Analysis of 14,766 women from the Surveillance, Epidemiology and End-Results (SEER)-Medicare database data, published in 2017, showed that metformin (n=2,558) lower risks of a second breast cancer event by 28%; breast cancer recurrence by 31%; and breast cancer death by 49%.

Diabetic patients with cancer who take other drugs, such as sulfonylureas or insulin, have been shown to have an increase in mortality relative to those taking metformin.

Which breast cancer types?

Breast cancer has been categorized into five major molecular subtypes:

  • luminal A
  • luminal B
  • HER2+
  • breast-like
  • basal-like/triple negative

The question remains: does metformin act equally on all subtypes?

…in vitro studies strongly support a role for metformin, which is one of the most commonly used diabetic medications, as a generic therapy for most, if not all, breast cancer subtypes.

A meta-analysis published in 2015 showed the metformin improved overall survival for breast cancer patients by 65% after adjusting for hormone receptor expression. In vitro studies also suggest aspirin adds to metformin’s ability to control breast cancer.

A 2017 report suggests that “metformin plus propranolol combined treatment might be beneficial for triple negative breast cancer control.”

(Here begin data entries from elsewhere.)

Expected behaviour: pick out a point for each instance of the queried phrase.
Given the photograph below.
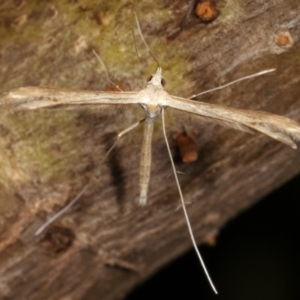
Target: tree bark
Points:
(107, 244)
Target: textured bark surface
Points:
(107, 244)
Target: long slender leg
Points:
(145, 163)
(184, 208)
(67, 207)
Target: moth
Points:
(153, 99)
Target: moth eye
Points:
(149, 78)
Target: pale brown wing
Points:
(27, 98)
(280, 128)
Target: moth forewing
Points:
(27, 98)
(280, 128)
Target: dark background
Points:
(256, 257)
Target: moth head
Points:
(156, 79)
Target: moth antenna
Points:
(233, 82)
(178, 172)
(106, 71)
(184, 207)
(143, 39)
(180, 205)
(68, 206)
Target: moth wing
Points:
(280, 128)
(28, 98)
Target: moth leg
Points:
(67, 207)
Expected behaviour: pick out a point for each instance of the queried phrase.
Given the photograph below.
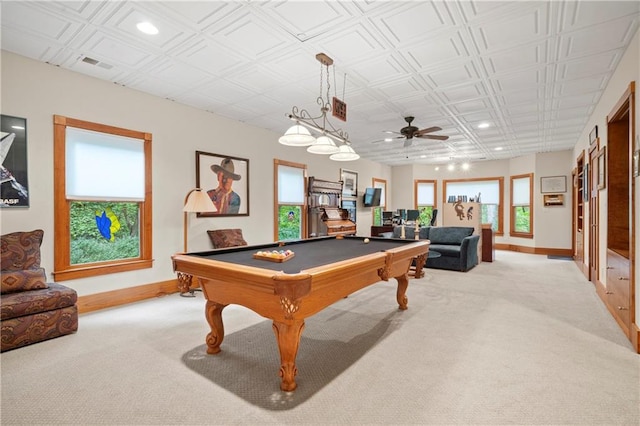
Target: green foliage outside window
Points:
(289, 223)
(523, 219)
(489, 214)
(88, 245)
(425, 215)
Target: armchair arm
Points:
(469, 252)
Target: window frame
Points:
(63, 269)
(499, 179)
(276, 202)
(512, 207)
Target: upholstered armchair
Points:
(32, 309)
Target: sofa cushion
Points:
(449, 234)
(20, 250)
(36, 301)
(226, 238)
(27, 279)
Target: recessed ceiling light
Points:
(147, 28)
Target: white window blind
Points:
(426, 194)
(489, 190)
(290, 185)
(101, 166)
(521, 196)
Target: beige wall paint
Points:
(37, 91)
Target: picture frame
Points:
(553, 184)
(215, 170)
(14, 189)
(551, 200)
(585, 183)
(349, 180)
(602, 168)
(593, 134)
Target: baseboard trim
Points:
(110, 299)
(534, 250)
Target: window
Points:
(491, 192)
(377, 211)
(521, 206)
(290, 212)
(425, 196)
(102, 199)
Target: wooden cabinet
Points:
(488, 243)
(619, 287)
(377, 230)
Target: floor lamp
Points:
(196, 201)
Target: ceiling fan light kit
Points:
(324, 144)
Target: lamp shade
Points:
(323, 145)
(198, 202)
(297, 135)
(346, 153)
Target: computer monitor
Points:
(413, 215)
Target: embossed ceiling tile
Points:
(30, 46)
(306, 20)
(518, 28)
(585, 13)
(580, 86)
(251, 36)
(596, 39)
(530, 78)
(114, 51)
(206, 54)
(462, 93)
(453, 73)
(583, 67)
(413, 21)
(436, 51)
(350, 45)
(38, 22)
(124, 21)
(379, 69)
(470, 106)
(198, 13)
(533, 55)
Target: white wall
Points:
(552, 225)
(37, 91)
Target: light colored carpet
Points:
(522, 340)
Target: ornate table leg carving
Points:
(184, 284)
(401, 294)
(288, 337)
(213, 312)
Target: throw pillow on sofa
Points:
(20, 250)
(28, 279)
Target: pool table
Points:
(321, 272)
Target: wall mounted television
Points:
(372, 197)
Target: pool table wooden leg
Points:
(401, 293)
(213, 312)
(288, 337)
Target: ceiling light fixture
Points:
(299, 135)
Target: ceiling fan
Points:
(409, 132)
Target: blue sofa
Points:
(457, 245)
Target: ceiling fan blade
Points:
(436, 137)
(428, 130)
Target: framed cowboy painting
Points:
(225, 179)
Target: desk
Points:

The Care Oncology Clinic in London is prescribing “approved drugs with known anticancer activity,” according to Travis Christofferson in  Tripping Over the Truth: How the Metabolic Theory of Cancer is Overdue. The four repurposed drugs: metformin, a statin, doxycycline (an antibiotic), and mebendazole (anti-fungal).

Currently there more than 40 recruiting and completed clinical trials in the cliental trials database that are focused on the use of metformin with combinational cancer therapies.